PETALING JAYA: The implementation of rationalised diesel subsidies signals reform seriousness by the Malaysian government and sets the stage for RON95 petrol reforms, says an economist.

Apurva Sanghi, who is the World Bank lead economist for Malaysia, said the success of RON95 reforms depends on several factors - timing, how price increases are handled and how it is communicated to the middle class.

“Diesel reforms come on top of other recent reforms such as electricity subsidies for large-scale users and water tariff reforms.

“It sets the stage for addressing the elephant in the room - RON95 subsidies, but what will help it stick?” he said in a series of posts on X (formerly known as Twitter) on Friday (May 24).

He said RON95 reforms can lead to one-time increases in price levels, pointing out how it could rise between 5% to 9%, depending on global energy prices.

“Timing becomes more important.

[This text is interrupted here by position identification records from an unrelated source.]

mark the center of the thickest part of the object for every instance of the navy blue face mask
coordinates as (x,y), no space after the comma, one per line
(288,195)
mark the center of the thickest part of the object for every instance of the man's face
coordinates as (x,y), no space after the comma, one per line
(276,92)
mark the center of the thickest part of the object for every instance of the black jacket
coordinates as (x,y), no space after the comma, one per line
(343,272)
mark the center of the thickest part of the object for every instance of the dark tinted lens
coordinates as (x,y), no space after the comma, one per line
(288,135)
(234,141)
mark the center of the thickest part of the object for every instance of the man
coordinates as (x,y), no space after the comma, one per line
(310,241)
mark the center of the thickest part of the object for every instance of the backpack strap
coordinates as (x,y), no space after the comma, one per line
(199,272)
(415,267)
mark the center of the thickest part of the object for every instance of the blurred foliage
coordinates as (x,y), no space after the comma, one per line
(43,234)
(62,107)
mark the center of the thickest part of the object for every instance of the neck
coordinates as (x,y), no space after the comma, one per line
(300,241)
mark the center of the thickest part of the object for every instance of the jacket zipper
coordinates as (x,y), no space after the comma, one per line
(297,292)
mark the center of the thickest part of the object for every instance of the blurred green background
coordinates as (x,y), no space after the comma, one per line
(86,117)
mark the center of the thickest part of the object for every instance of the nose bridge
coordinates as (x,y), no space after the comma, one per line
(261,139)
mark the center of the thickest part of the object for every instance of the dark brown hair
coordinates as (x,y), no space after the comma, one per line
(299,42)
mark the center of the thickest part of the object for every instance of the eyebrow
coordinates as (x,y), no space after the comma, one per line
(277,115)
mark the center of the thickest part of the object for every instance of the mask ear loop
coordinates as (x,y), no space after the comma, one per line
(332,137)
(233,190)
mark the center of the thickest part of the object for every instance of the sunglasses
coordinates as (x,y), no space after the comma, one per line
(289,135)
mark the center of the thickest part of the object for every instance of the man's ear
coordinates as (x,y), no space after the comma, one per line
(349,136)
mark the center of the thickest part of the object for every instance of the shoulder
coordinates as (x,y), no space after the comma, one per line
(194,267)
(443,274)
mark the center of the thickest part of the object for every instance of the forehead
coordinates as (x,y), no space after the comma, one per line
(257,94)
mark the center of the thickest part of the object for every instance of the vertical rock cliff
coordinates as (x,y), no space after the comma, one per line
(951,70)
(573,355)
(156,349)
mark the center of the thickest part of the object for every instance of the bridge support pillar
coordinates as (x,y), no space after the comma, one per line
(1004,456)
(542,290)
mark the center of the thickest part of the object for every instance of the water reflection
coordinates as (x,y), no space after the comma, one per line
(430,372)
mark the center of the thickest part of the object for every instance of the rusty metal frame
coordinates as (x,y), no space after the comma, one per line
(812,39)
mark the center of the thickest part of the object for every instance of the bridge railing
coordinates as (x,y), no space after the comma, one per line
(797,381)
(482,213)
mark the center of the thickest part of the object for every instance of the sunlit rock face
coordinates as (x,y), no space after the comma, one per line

Introduce RON95 reforms when energy prices are relatively low,” he said.

RON95 reforms, he said, stand to reshape the social contract.

Apurva added that it is the middle class who will be most hurt by the move.

“Using some subsidy savings to help them and/or other complementary reforms will secure their buy-in and ensure overall success,” he said.

“Overall, Malaysia is getting serious about subsidy reform and RON95 is now the litmus-test,” he said.

On Tuesday (May 21), Prime Minister Datuk Seri Anwar Ibrahim announced that diesel subsidies would be rationalised for the peninsula, a move that could potentially save the government around RM4bil annually.

To prevent any drastic increase in the cost of goods and services, he said subsidies will also be given to traders using diesel vehicles.